President Donald Trump said he’s personally holding up a trade deal with China and that he won’t complete the agreement unless Beijing returns to terms negotiated earlier in the year.
“It’s me right now that’s holding up the deal,” Trump said at the White House before he left on a trip to Iowa. “And we’re going to either do a great deal with China or we’re not going to do a deal at all.”
Trump’s comments came a day after he threatened to raise tariffs on China if President Xi Jinping doesn’t meet with him at the upcoming Group of 20 summit in Japan. Trump told reporters that he could impose tariffs of 25% or “much higher than 25%” on $300 billion in Chinese goods.
On Tuesday in Beijing, a Foreign Ministry official demurred. “We have noted that the U.S. publicly stated many times that it looks forward to arranging a meeting between the Chinese and U.S. presidents on the sidelines of the G-20 summit. If we have this information we will release it in due time,” spokesman Geng Shuang said.
Trump said again Tuesday that he expects to meet with Xi at the summit later this month.
The G-20 in late June is one of the last chances for Trump and Xi to head off a conflict between the world’s biggest economies that appears to be worsening by the day. Besides tit-for-tat tariff increases, the U.S. has blacklisted Huawei Technologies Co. and threatened other major Chinese tech companies, while Beijing is drawing up a list of “unreliable entities” in the U.S. that could face restrictions.
A pact Trump reached over immigration with Mexico last week encouraged him to take a harder line with China, said White House Acting Chief of Staff Mick Mulvaney. Under that deal, Trump called off planned tariffs on Mexican goods in exchange for a crackdown on undocumented immigration into the U.S.
“It probably emboldens him to take a tougher stance, but that shouldn’t surprise anybody,” Mulvaney said Tuesday at the Peter G. Peterson Foundation’s Fiscal Summit in Washington. “What did the president do when it came to Mexico? He tried to figure out a way to get our interests aligned.”
Later Tuesday at an event hosted by the Wall Street Journal, Mulvaney said that he expected Trump and Xi to meet at the G-20, but that he didn’t expect the leaders to reach a final accord.
“I do not see the president’s meeting as a deal closer,” Mulvaney said, adding that it’s an opportunity to get talks “hard-wired again.”
The brinkmanship with China puts Xi—the country’s strongest leader in decades—in perhaps the toughest spot of his six-year presidency. If Xi caves to Trump’s threats, he risks looking weak at home. If he declines the G20 meeting, he must accept the economic costs that come with Trump possibly extending the trade conflict through the 2020 presidential elections.
The arguments for Xi to meet Trump mostly revolve around the need to prevent greater economic damage. China’s imports tumbled in May, underscoring domestic economic weakness that could hurt global growth. For China, 25% tariffs could result in a drag of nearly 1% on growth by 2021 if they remain in place, according to Bloomberg Economics.

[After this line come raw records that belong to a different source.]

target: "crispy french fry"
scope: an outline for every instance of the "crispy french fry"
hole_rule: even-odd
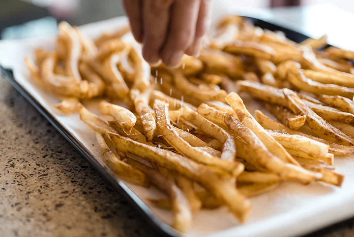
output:
[[[257,82],[239,81],[237,82],[240,91],[247,92],[255,99],[274,103],[289,108],[289,104],[281,89]],[[329,106],[318,104],[309,101],[302,101],[306,105],[319,115],[327,120],[354,122],[353,114],[342,112]]]
[[[224,144],[221,152],[221,160],[231,162],[235,161],[236,157],[235,141],[231,135],[226,131],[187,107],[182,108],[181,115],[204,133],[215,137]],[[237,167],[237,172],[240,173],[243,169],[243,166],[237,163],[236,166]]]
[[[212,165],[233,175],[239,173],[238,164],[232,161],[220,160],[207,152],[195,149],[188,142],[179,136],[168,119],[168,104],[155,100],[154,104],[157,125],[161,135],[171,146],[180,154],[201,164]]]
[[[323,94],[329,95],[339,95],[348,98],[353,98],[354,96],[354,89],[334,84],[323,84],[313,81],[304,74],[302,70],[298,68],[299,65],[294,64],[289,69],[288,80],[294,86],[317,95]]]
[[[222,201],[240,221],[246,220],[251,209],[249,202],[238,193],[234,185],[209,169],[174,152],[147,146],[117,134],[109,134],[118,150],[130,152],[200,183]]]
[[[235,93],[226,98],[229,104],[235,111],[238,119],[256,135],[260,137],[265,145],[275,156],[284,162],[297,165],[297,163],[274,138],[257,122],[246,108],[242,99]]]
[[[119,98],[124,97],[129,91],[117,66],[121,57],[121,54],[113,54],[103,63],[105,78],[108,80],[107,82]]]
[[[121,125],[124,132],[130,134],[136,122],[136,117],[130,110],[105,101],[100,102],[99,107],[101,114],[113,117]]]
[[[272,154],[261,139],[251,130],[232,116],[225,118],[229,128],[240,137],[253,151],[254,162],[267,170],[279,175],[286,180],[295,179],[308,183],[322,177],[321,174],[307,170],[298,166],[284,162]],[[251,158],[252,159],[252,158]]]
[[[207,70],[220,72],[231,77],[241,76],[243,71],[241,59],[225,52],[212,49],[204,49],[198,59]]]
[[[103,162],[119,178],[133,182],[143,186],[148,186],[148,178],[142,172],[121,161],[110,149],[103,136],[96,133],[96,139]]]
[[[264,103],[263,105],[281,123],[293,130],[298,130],[306,122],[306,115],[295,115],[291,110],[280,105],[275,105],[269,103]]]
[[[175,85],[176,87],[186,95],[195,97],[202,101],[225,101],[227,93],[224,90],[201,90],[197,86],[190,82],[181,72],[175,70],[173,72]]]
[[[82,46],[75,30],[67,22],[61,22],[58,26],[59,34],[63,35],[67,43],[67,57],[65,59],[66,75],[81,80],[79,72],[79,61],[82,53]]]
[[[271,73],[274,74],[277,70],[277,67],[272,62],[262,59],[256,59],[256,64],[262,74]]]
[[[154,185],[169,196],[174,211],[173,227],[182,232],[187,231],[192,225],[192,210],[185,194],[173,180],[166,178],[158,171],[132,159],[127,161],[143,172]]]
[[[255,114],[257,122],[266,129],[290,135],[300,135],[322,142],[329,146],[329,151],[337,156],[348,156],[354,152],[354,147],[338,145],[324,139],[292,130],[282,124],[270,119],[259,110],[256,110]]]
[[[328,123],[343,133],[354,137],[354,127],[353,127],[353,124],[346,124],[336,121],[328,121]]]
[[[339,108],[342,111],[354,114],[354,102],[352,100],[340,96],[325,95],[320,96],[319,99],[324,103]]]
[[[354,138],[328,124],[304,103],[297,95],[289,90],[283,89],[289,106],[295,113],[306,116],[306,122],[319,137],[341,145],[352,146]]]
[[[336,84],[341,86],[354,88],[353,79],[348,80],[338,75],[313,70],[304,70],[303,74],[306,77],[320,83]]]
[[[236,41],[224,50],[233,54],[245,54],[266,60],[271,60],[275,55],[275,51],[271,47],[251,41]]]
[[[151,94],[151,101],[153,102],[155,100],[167,101],[171,109],[177,110],[180,108],[182,106],[185,106],[191,108],[193,110],[197,110],[197,107],[192,104],[168,96],[160,91],[154,90]]]
[[[268,132],[285,148],[302,152],[309,156],[319,158],[326,156],[329,151],[328,145],[308,137],[273,131]]]
[[[261,81],[262,83],[274,87],[280,87],[280,85],[278,81],[275,80],[274,76],[271,73],[268,72],[261,77]]]
[[[176,177],[176,183],[184,193],[189,203],[192,211],[195,212],[202,208],[202,202],[197,195],[193,182],[185,177],[178,174]]]
[[[140,116],[144,130],[144,134],[148,141],[151,141],[155,135],[156,131],[155,118],[148,106],[150,95],[153,87],[146,89],[143,93],[136,89],[130,91],[130,96],[134,102],[135,111]]]

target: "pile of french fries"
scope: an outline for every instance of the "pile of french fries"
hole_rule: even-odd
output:
[[[95,41],[65,22],[59,30],[55,51],[26,59],[33,80],[96,132],[113,173],[166,194],[148,201],[173,211],[177,230],[221,206],[244,222],[248,198],[287,180],[342,185],[334,157],[354,152],[354,52],[320,51],[325,37],[298,44],[230,16],[198,58],[171,69],[150,67],[128,27]],[[239,93],[279,122],[254,117]],[[109,121],[80,103],[94,98]]]

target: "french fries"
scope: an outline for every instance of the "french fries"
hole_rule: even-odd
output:
[[[100,133],[96,133],[98,148],[99,148],[103,162],[118,177],[129,180],[143,186],[148,186],[148,179],[139,170],[133,168],[117,157],[108,147],[103,136]]]
[[[321,51],[325,36],[298,44],[237,16],[216,29],[176,69],[151,68],[128,27],[94,41],[62,23],[55,49],[25,59],[33,82],[61,101],[60,115],[78,112],[96,132],[99,163],[165,193],[148,200],[184,232],[203,208],[226,206],[244,222],[248,198],[288,180],[340,187],[335,156],[354,152],[353,52]],[[281,123],[254,117],[249,105],[259,102],[245,93]]]
[[[306,115],[296,115],[287,108],[280,105],[274,106],[268,103],[263,104],[283,124],[293,130],[297,130],[305,124]]]
[[[232,93],[226,98],[226,101],[233,108],[240,120],[247,128],[255,133],[261,140],[265,143],[268,149],[280,160],[297,165],[297,163],[293,159],[279,143],[270,136],[265,129],[257,122],[246,108],[243,102],[239,96],[235,93]]]
[[[113,117],[121,125],[124,133],[130,134],[136,122],[136,117],[130,110],[105,101],[100,102],[99,107],[101,114]]]
[[[289,89],[283,89],[283,92],[292,110],[295,114],[305,115],[307,124],[319,137],[341,145],[354,145],[354,138],[333,127],[316,114],[295,93]]]
[[[200,182],[227,205],[240,222],[245,220],[251,209],[249,202],[230,182],[209,169],[169,151],[139,143],[117,134],[109,135],[120,151],[131,153]]]

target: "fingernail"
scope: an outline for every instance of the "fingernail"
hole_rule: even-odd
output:
[[[159,59],[157,63],[150,63],[149,64],[151,67],[157,67],[159,65],[160,65],[161,64],[161,59]]]
[[[170,68],[177,68],[179,67],[183,54],[184,54],[182,51],[178,51],[172,54],[169,59],[167,62],[164,62],[165,64]]]

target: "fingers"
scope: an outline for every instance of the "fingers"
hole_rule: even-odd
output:
[[[185,50],[193,42],[201,0],[176,0],[173,4],[169,32],[161,51],[168,67],[177,67]]]
[[[186,54],[195,57],[199,56],[202,47],[203,37],[211,24],[211,0],[201,0],[194,40],[186,51]]]
[[[130,22],[132,34],[135,40],[141,43],[143,41],[141,0],[123,0],[124,8]]]
[[[144,0],[143,57],[152,65],[159,64],[160,61],[160,50],[167,34],[173,2],[173,0]]]

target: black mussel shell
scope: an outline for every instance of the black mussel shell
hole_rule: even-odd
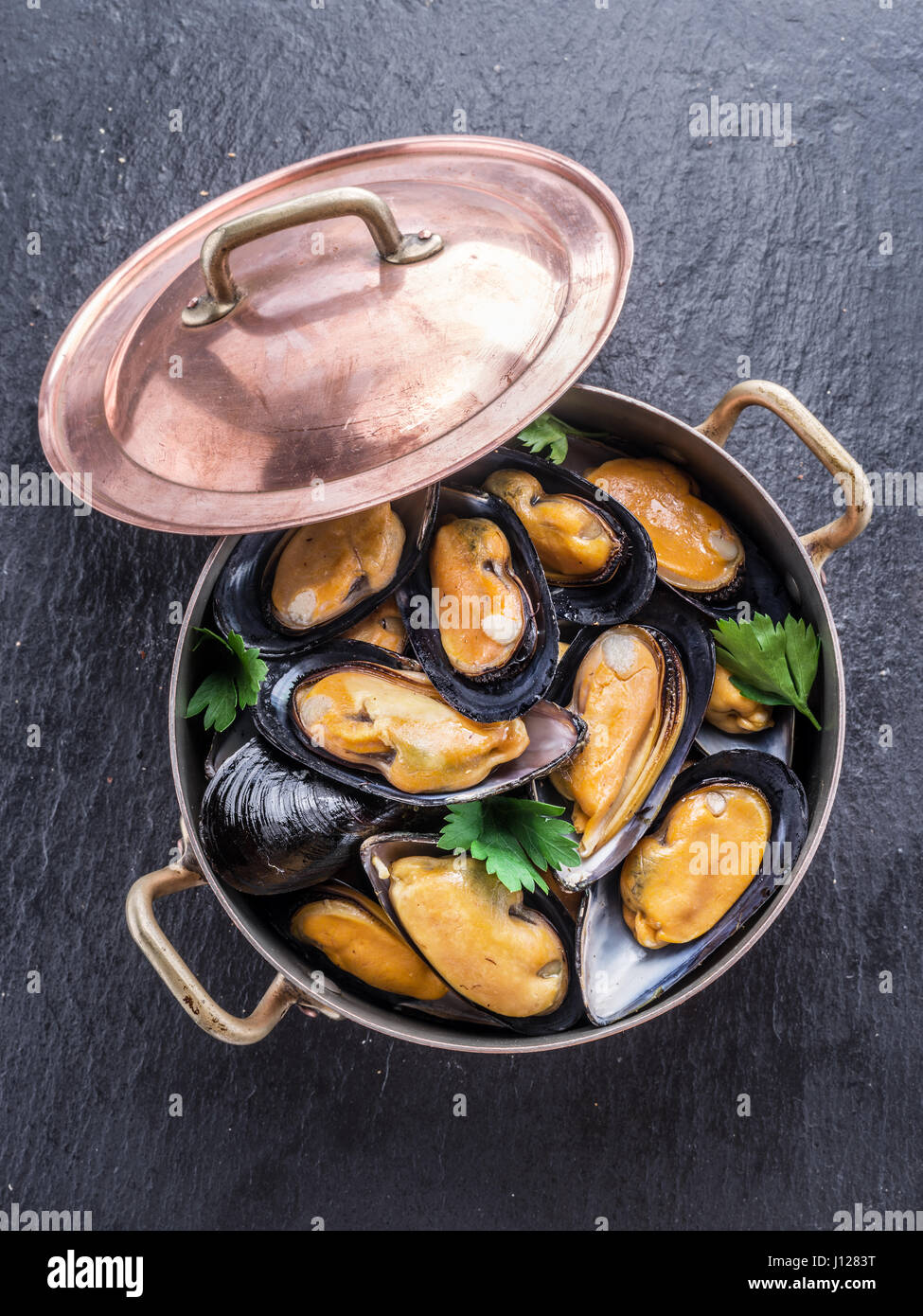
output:
[[[436,836],[415,836],[409,832],[395,832],[386,836],[374,836],[362,844],[359,848],[359,855],[362,858],[362,865],[365,867],[369,882],[371,883],[382,908],[386,911],[388,917],[400,928],[404,937],[415,946],[413,938],[406,932],[400,919],[398,917],[390,898],[390,879],[383,876],[375,867],[374,859],[378,857],[387,866],[395,859],[404,858],[412,854],[433,854],[438,858],[448,858],[448,851],[440,849],[438,837]],[[471,1004],[473,1009],[477,1009],[481,1015],[491,1020],[499,1020],[507,1028],[515,1033],[525,1033],[528,1036],[539,1036],[541,1033],[561,1033],[567,1028],[573,1028],[583,1017],[583,1000],[579,984],[579,975],[577,973],[575,961],[575,945],[574,945],[574,924],[567,912],[553,896],[546,896],[542,891],[524,891],[523,892],[524,904],[536,909],[539,913],[550,923],[554,932],[561,938],[561,945],[567,955],[567,991],[557,1007],[549,1015],[536,1015],[532,1019],[511,1019],[508,1015],[495,1015],[491,1011],[485,1009],[482,1005]],[[423,959],[427,957],[423,951],[417,951]],[[429,961],[427,961],[429,963]],[[437,976],[441,976],[438,970],[431,965],[429,966]]]
[[[582,476],[589,466],[602,465],[602,462],[611,461],[615,457],[653,457],[669,461],[681,470],[685,470],[683,462],[678,457],[668,457],[656,449],[644,447],[640,443],[618,437],[599,441],[574,436],[569,442],[565,465],[567,470],[579,472]],[[697,479],[695,476],[693,478]],[[731,617],[737,621],[740,620],[740,605],[745,603],[752,612],[765,612],[773,621],[782,621],[786,613],[791,611],[791,597],[781,574],[773,567],[753,540],[744,533],[737,517],[731,516],[720,500],[715,499],[706,490],[702,490],[700,496],[716,512],[720,512],[739,536],[744,546],[743,569],[723,590],[718,590],[714,594],[679,590],[665,580],[661,580],[660,584],[679,595],[681,599],[686,599],[693,607],[710,617]]]
[[[791,765],[795,747],[795,711],[785,704],[773,704],[773,725],[762,732],[743,733],[723,732],[720,726],[712,726],[703,721],[699,726],[695,744],[703,754],[722,754],[724,750],[757,750],[761,754],[773,754],[783,763]]]
[[[345,878],[349,878],[349,882],[346,882]],[[325,880],[311,887],[309,891],[291,894],[273,901],[269,919],[284,941],[292,946],[298,955],[307,963],[312,975],[323,974],[323,976],[340,992],[349,992],[350,995],[361,996],[365,1000],[370,1000],[375,1005],[386,1005],[391,1009],[398,1009],[402,1013],[413,1011],[429,1017],[449,1019],[458,1023],[479,1025],[482,1028],[502,1026],[499,1021],[492,1019],[486,1011],[478,1009],[477,1005],[473,1005],[462,996],[458,996],[458,994],[450,987],[448,988],[445,996],[438,998],[438,1000],[417,1000],[411,996],[402,996],[398,992],[383,991],[379,987],[373,987],[370,983],[363,982],[362,978],[356,978],[353,974],[346,973],[345,969],[334,965],[332,959],[327,958],[319,946],[302,941],[300,937],[296,937],[292,932],[291,925],[295,915],[309,900],[321,900],[325,896],[349,899],[356,895],[366,896],[366,899],[371,899],[377,904],[379,903],[371,886],[365,880],[358,858],[356,858],[349,871],[346,874],[341,874],[337,879]],[[336,1004],[336,1001],[333,1003]]]
[[[582,475],[516,447],[500,447],[458,474],[460,482],[481,486],[494,471],[527,471],[546,494],[570,494],[589,503],[620,541],[620,555],[604,579],[586,584],[548,582],[558,621],[581,626],[614,626],[646,603],[657,579],[657,558],[648,532],[628,508],[590,484]]]
[[[411,816],[287,762],[254,737],[208,783],[199,832],[219,876],[237,891],[274,895],[340,873],[359,841]]]
[[[679,738],[670,757],[635,817],[625,822],[616,836],[604,845],[600,845],[595,854],[582,859],[577,867],[562,869],[558,874],[558,880],[562,886],[577,891],[598,882],[603,874],[611,871],[648,830],[653,817],[664,803],[670,784],[689,757],[689,751],[702,725],[702,719],[704,717],[704,711],[711,696],[711,687],[715,680],[715,645],[704,624],[704,619],[697,608],[689,607],[681,595],[668,590],[661,582],[657,582],[654,592],[644,608],[631,619],[631,625],[646,626],[654,632],[660,632],[673,645],[686,676],[686,716]],[[549,690],[549,696],[557,703],[562,705],[570,703],[577,669],[583,661],[586,651],[602,633],[602,629],[587,626],[570,644],[570,647],[558,665],[557,674]],[[542,779],[536,782],[533,790],[536,797],[548,804],[565,804],[567,808],[570,807],[570,801],[561,799],[550,780]]]
[[[728,750],[695,763],[675,779],[652,828],[661,825],[681,796],[720,782],[743,782],[762,791],[773,813],[766,850],[774,857],[785,857],[783,862],[765,865],[768,871],[757,873],[736,904],[702,937],[657,950],[639,945],[625,925],[620,869],[591,887],[581,912],[577,958],[583,999],[594,1024],[612,1024],[669,991],[732,937],[774,890],[790,880],[807,836],[807,800],[791,769],[772,754]],[[789,849],[782,849],[785,846]],[[773,871],[778,867],[785,871]]]
[[[248,708],[238,711],[237,717],[224,732],[212,732],[205,755],[205,776],[211,782],[217,770],[232,754],[242,749],[257,734],[253,715]]]
[[[292,530],[245,534],[234,546],[215,586],[212,611],[217,629],[225,636],[229,630],[236,630],[267,659],[295,657],[349,630],[394,594],[427,551],[436,524],[438,486],[394,499],[391,505],[404,524],[407,538],[395,575],[381,590],[332,621],[311,626],[309,630],[286,630],[270,612],[269,590],[275,562]]]
[[[512,569],[531,605],[525,633],[506,667],[482,678],[466,676],[449,662],[433,608],[429,562],[421,553],[416,569],[398,590],[398,607],[404,619],[411,647],[442,699],[460,713],[478,722],[500,722],[537,703],[554,675],[558,626],[545,572],[521,521],[503,499],[482,490],[440,491],[440,517],[479,516],[494,521],[510,544]]]
[[[411,658],[387,653],[384,649],[357,640],[340,640],[328,649],[315,649],[304,654],[295,663],[270,666],[254,711],[257,728],[271,745],[288,758],[295,759],[296,763],[316,769],[317,772],[340,782],[342,786],[367,791],[398,804],[427,808],[457,804],[462,800],[481,800],[488,795],[502,795],[504,791],[527,786],[536,776],[553,771],[558,763],[562,763],[583,744],[586,736],[586,725],[582,719],[558,708],[557,704],[541,700],[523,715],[529,733],[529,745],[519,758],[495,767],[483,782],[478,786],[470,786],[465,791],[428,791],[425,795],[409,795],[407,791],[399,791],[391,786],[374,769],[365,770],[353,763],[345,763],[328,754],[321,746],[312,745],[292,716],[292,695],[300,682],[307,676],[319,676],[323,671],[346,665],[391,667],[394,671],[420,671],[419,663]]]

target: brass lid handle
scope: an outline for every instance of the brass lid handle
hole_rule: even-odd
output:
[[[845,511],[835,521],[802,534],[814,566],[820,571],[827,558],[861,534],[872,517],[872,490],[865,471],[843,443],[833,438],[816,416],[794,393],[768,379],[745,379],[722,397],[714,412],[698,426],[712,443],[724,447],[733,424],[745,407],[765,407],[774,412],[801,438],[833,475],[845,495]]]
[[[313,224],[319,220],[334,220],[344,215],[354,215],[363,220],[378,247],[382,261],[388,265],[413,265],[425,261],[442,250],[438,233],[421,229],[419,233],[402,233],[391,208],[374,192],[363,187],[336,187],[329,192],[312,192],[294,201],[280,201],[261,211],[250,211],[240,218],[219,224],[201,243],[201,274],[205,280],[204,296],[194,297],[183,311],[183,324],[190,329],[215,324],[238,305],[246,296],[245,288],[238,288],[230,275],[228,258],[238,246],[292,229],[299,224]]]

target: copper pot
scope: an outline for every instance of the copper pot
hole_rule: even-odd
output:
[[[785,513],[760,484],[723,451],[737,416],[749,405],[765,407],[779,416],[827,470],[840,479],[848,505],[837,520],[799,538]],[[217,575],[237,542],[237,537],[226,537],[211,553],[192,592],[176,644],[170,683],[170,757],[182,813],[184,853],[178,863],[140,878],[126,901],[132,936],[187,1015],[211,1036],[236,1045],[257,1042],[296,1004],[308,1013],[321,1012],[349,1019],[390,1037],[446,1050],[512,1054],[600,1041],[675,1009],[720,978],[754,946],[794,896],[833,807],[845,736],[843,662],[823,590],[822,566],[831,553],[853,540],[868,524],[872,497],[865,475],[833,436],[791,393],[772,383],[748,380],[736,384],[698,428],[646,403],[581,384],[570,388],[554,404],[554,412],[581,428],[631,437],[635,442],[646,445],[652,453],[685,465],[703,488],[735,508],[736,520],[785,575],[801,615],[820,634],[823,730],[812,737],[810,757],[801,765],[810,807],[810,830],[790,882],[764,905],[748,926],[724,944],[720,953],[683,979],[677,988],[635,1015],[604,1028],[587,1025],[567,1033],[539,1037],[498,1034],[492,1030],[477,1033],[383,1009],[337,990],[330,982],[317,990],[307,965],[283,942],[269,921],[261,917],[258,901],[248,900],[220,880],[208,865],[199,840],[199,807],[205,784],[201,745],[183,711],[192,690],[191,632],[201,624]],[[229,1015],[212,1000],[169,942],[154,915],[155,900],[205,883],[240,932],[275,970],[265,996],[246,1019]]]

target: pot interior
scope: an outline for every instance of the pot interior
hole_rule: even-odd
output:
[[[600,388],[575,386],[554,405],[554,415],[581,429],[612,434],[687,467],[702,484],[706,496],[724,504],[732,521],[748,534],[765,557],[783,574],[793,595],[793,605],[810,621],[822,644],[818,687],[823,732],[799,728],[799,749],[794,767],[807,792],[810,824],[804,848],[795,863],[791,880],[781,887],[762,911],[735,937],[725,941],[712,958],[683,979],[677,988],[635,1015],[603,1028],[586,1025],[566,1033],[539,1037],[515,1036],[495,1030],[450,1025],[424,1020],[371,1004],[359,996],[341,992],[329,980],[320,994],[311,982],[311,970],[298,951],[271,925],[266,901],[273,896],[249,896],[226,886],[211,871],[198,833],[199,809],[205,788],[203,763],[207,737],[200,720],[187,721],[183,709],[201,680],[201,658],[192,653],[190,634],[203,625],[217,575],[230,554],[234,538],[219,542],[209,557],[187,608],[176,647],[170,691],[170,742],[176,794],[192,846],[212,890],[230,919],[257,950],[304,992],[307,1000],[334,1009],[366,1028],[407,1041],[449,1050],[514,1053],[556,1050],[582,1042],[611,1037],[654,1019],[687,1000],[714,982],[762,936],[778,917],[795,887],[807,871],[818,848],[832,807],[840,772],[844,737],[843,665],[839,641],[827,599],[807,555],[779,508],[756,480],[725,451],[716,447],[691,426],[653,407]]]

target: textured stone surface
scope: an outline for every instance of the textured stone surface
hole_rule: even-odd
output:
[[[869,470],[923,465],[914,5],[42,0],[3,25],[3,470],[42,468],[42,368],[83,297],[203,191],[449,132],[457,109],[575,157],[628,211],[635,274],[593,382],[698,421],[748,355]],[[794,143],[694,141],[689,107],[712,91],[789,101]],[[732,443],[797,526],[833,513],[783,426],[748,415]],[[0,1204],[90,1209],[97,1228],[499,1229],[824,1229],[856,1200],[919,1207],[922,524],[881,508],[831,562],[847,761],[785,916],[681,1011],[514,1061],[298,1015],[245,1051],[192,1028],[122,900],[175,833],[169,605],[208,545],[0,509]],[[249,1009],[270,971],[211,895],[163,919]]]

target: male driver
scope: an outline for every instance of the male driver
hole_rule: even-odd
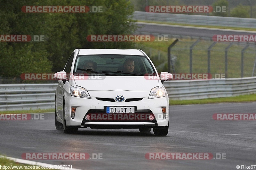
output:
[[[128,58],[124,63],[124,72],[132,73],[134,71],[134,61],[132,58]]]
[[[96,63],[91,60],[87,60],[84,62],[84,65],[83,68],[84,69],[90,69],[92,70],[95,70],[97,64]]]

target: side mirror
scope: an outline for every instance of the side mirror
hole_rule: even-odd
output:
[[[172,77],[172,75],[168,72],[161,72],[160,74],[160,79],[161,80],[161,82],[162,83],[164,83],[164,81],[172,80],[173,78]]]
[[[53,78],[60,80],[65,80],[66,72],[65,71],[59,71],[54,74]]]

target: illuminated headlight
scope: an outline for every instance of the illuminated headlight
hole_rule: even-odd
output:
[[[75,87],[71,86],[70,87],[70,94],[72,96],[91,98],[87,90],[84,88],[79,86]]]
[[[164,87],[161,88],[159,88],[159,87],[156,87],[151,90],[148,99],[153,99],[165,96],[165,92]]]

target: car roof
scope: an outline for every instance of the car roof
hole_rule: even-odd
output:
[[[79,49],[78,55],[114,54],[144,55],[140,50],[137,49]]]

Xi, however, also has reasons to avoid a meeting with Trump. China has repeatedly said it won’t be bullied or pressured into negotiating, and Xi could look as if he’s giving Trump a win by meeting him after an explicit threat.
Since talks collapsed, China’s state media has ramped up nationalist rhetoric. The Communist Party’s flagship People’s Daily newspaper ran a commentary last month saying China will never make decisions that “give up power and humiliate the country,” a phrase used in school textbooks to describe the treaties China signed mostly in the 19th century.